Defensive approaches studied include:
- Adversarial training with inaudible or transferable perturbations (Wang et al., 2020, Olivier et al., 2022).
- Input transformations: resampling, random band-limiting, noise gating, and neural codec compression (e.g., EnCodec, which can entirely block over-the-air attacks at kbps) (Sadasivan et al., 7 Jul 2025, Liu et al., 2 Mar 2025).
- Psychoacoustic anomaly detection: flagging spectral artifacts above masking thresholds (Wang et al., 2020).
- Latent-space anomaly detectors and robust feature extraction at the encoder (Ziv et al., 29 Dec 2025).
- Benign signal pre-padding to defeat localized attacks (FAAG (Miao et al., 2022)).

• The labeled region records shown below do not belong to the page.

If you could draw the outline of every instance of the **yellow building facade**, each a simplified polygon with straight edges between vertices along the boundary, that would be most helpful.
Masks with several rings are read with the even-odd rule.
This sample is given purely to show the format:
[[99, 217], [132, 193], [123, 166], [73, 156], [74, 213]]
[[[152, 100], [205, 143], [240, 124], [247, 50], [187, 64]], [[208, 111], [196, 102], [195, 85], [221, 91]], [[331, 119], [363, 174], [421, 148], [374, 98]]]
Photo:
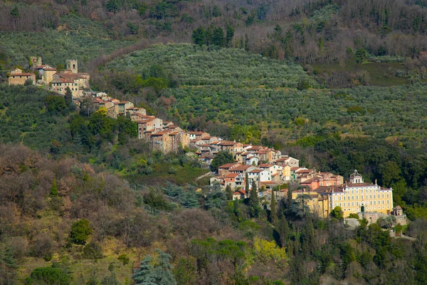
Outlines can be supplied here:
[[[349, 182], [342, 185], [295, 191], [292, 199], [304, 195], [308, 195], [305, 196], [305, 201], [307, 201], [305, 202], [312, 212], [324, 217], [328, 217], [330, 211], [336, 207], [341, 207], [344, 217], [352, 213], [367, 212], [390, 214], [393, 209], [393, 189], [365, 183], [357, 171], [354, 171]], [[327, 207], [325, 201], [329, 204]]]

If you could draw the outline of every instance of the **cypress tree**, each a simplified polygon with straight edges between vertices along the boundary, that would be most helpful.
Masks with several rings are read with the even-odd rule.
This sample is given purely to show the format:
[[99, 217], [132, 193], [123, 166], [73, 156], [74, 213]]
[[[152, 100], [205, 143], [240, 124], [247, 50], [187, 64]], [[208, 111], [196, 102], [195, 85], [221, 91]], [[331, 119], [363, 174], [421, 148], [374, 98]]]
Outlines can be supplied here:
[[233, 190], [231, 190], [231, 186], [230, 186], [230, 185], [228, 185], [226, 187], [226, 194], [227, 195], [228, 200], [233, 200]]
[[65, 88], [65, 95], [64, 95], [64, 99], [65, 100], [65, 105], [67, 107], [70, 107], [70, 105], [73, 103], [73, 93], [71, 93], [71, 90], [69, 87]]
[[246, 191], [246, 194], [249, 193], [249, 176], [247, 172], [245, 175], [245, 191]]
[[153, 266], [152, 265], [152, 257], [150, 255], [145, 256], [141, 261], [139, 268], [135, 269], [132, 279], [135, 284], [157, 285], [153, 275]]
[[257, 218], [260, 214], [260, 200], [256, 191], [256, 184], [255, 181], [252, 182], [252, 190], [249, 195], [249, 214], [253, 218]]
[[271, 203], [270, 204], [270, 219], [272, 224], [274, 224], [278, 219], [278, 210], [276, 209], [277, 202], [274, 189], [271, 190]]
[[51, 187], [51, 196], [56, 197], [58, 196], [58, 186], [56, 186], [56, 180], [53, 180], [52, 182], [52, 187]]

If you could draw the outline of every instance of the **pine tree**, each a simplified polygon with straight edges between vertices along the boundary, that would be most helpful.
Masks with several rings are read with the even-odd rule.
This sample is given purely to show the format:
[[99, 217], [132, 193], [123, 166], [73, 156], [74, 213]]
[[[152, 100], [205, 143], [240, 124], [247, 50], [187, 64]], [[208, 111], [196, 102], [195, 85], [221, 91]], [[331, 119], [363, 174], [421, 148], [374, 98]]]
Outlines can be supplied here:
[[230, 186], [230, 185], [228, 185], [226, 187], [226, 194], [227, 195], [228, 200], [233, 200], [233, 190], [231, 190], [231, 186]]
[[245, 175], [245, 191], [246, 191], [246, 194], [249, 193], [249, 176], [248, 172]]
[[17, 6], [14, 6], [12, 11], [11, 11], [11, 16], [13, 18], [19, 18], [21, 17], [21, 14], [19, 14], [19, 10]]
[[147, 255], [144, 260], [141, 261], [139, 268], [135, 269], [132, 279], [134, 279], [135, 284], [157, 285], [154, 283], [155, 278], [153, 274], [152, 260], [153, 259], [150, 255]]
[[157, 249], [156, 252], [159, 253], [159, 263], [154, 270], [157, 279], [156, 284], [159, 285], [176, 285], [176, 281], [172, 273], [173, 267], [169, 262], [172, 256], [160, 249]]
[[270, 219], [272, 224], [274, 224], [278, 219], [278, 210], [276, 206], [275, 193], [274, 192], [274, 189], [273, 189], [271, 190], [271, 203], [270, 204]]
[[227, 46], [231, 46], [231, 40], [234, 37], [234, 28], [231, 25], [227, 26], [227, 35], [226, 36], [226, 42], [227, 43]]
[[67, 107], [70, 107], [70, 105], [73, 103], [73, 93], [71, 93], [71, 90], [69, 87], [65, 88], [65, 95], [64, 95], [64, 99], [65, 100], [65, 105]]
[[[283, 215], [280, 215], [280, 217], [279, 218], [279, 220], [277, 224], [278, 224], [275, 227], [275, 230], [279, 234], [280, 246], [282, 247], [285, 247], [287, 245], [286, 244], [288, 241], [288, 236], [290, 232], [290, 230], [289, 229], [289, 224], [288, 224], [288, 221]], [[292, 252], [290, 252], [289, 248], [288, 252], [288, 254], [292, 254]]]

- Preservation-aware optimization or ensemble modeling to defeat precise event editing attacks (Su et al., 2 Oct 2025).
No single strategy is fully effective—hybrid approaches combining robust training, randomized input processing, and online anomaly detection are actively explored.
7. Research Directions and Open Problems
Open questions and emergent challenges include:
- Formally certified robustness for audio models, as interval bound propagation and randomized smoothing remain immature for long sequential audio modes (Olivier et al., 2022).
- Universal transferability across architectures and over-the-air execution, particularly as model variety and physical environment complexity increase.
- Scaling adversarial training, especially for SSL-pretrained models spanning vast acoustic domains.
- Semantic-level defenses (e.g., cross-modal agreement, multi-stage input validation) in multi-modal compositional pipelines (Kim et al., 5 Aug 2025, Ziv et al., 29 Dec 2025).
- Watermarking/adversarial detection embedded in audio encoders and decoders.
- Practical trade-offs between imperceptibility, attack efficacy, and computational resources—fast (FAAG (Miao et al., 2022)), perceptually optimal (psychoacoustic (Wang et al., 2020)), or attack-class adaptive.
Continued co-evolution of attack and defense strategies is anticipated as speech, audio, and multimodal models further permeate security- and safety-critical domains.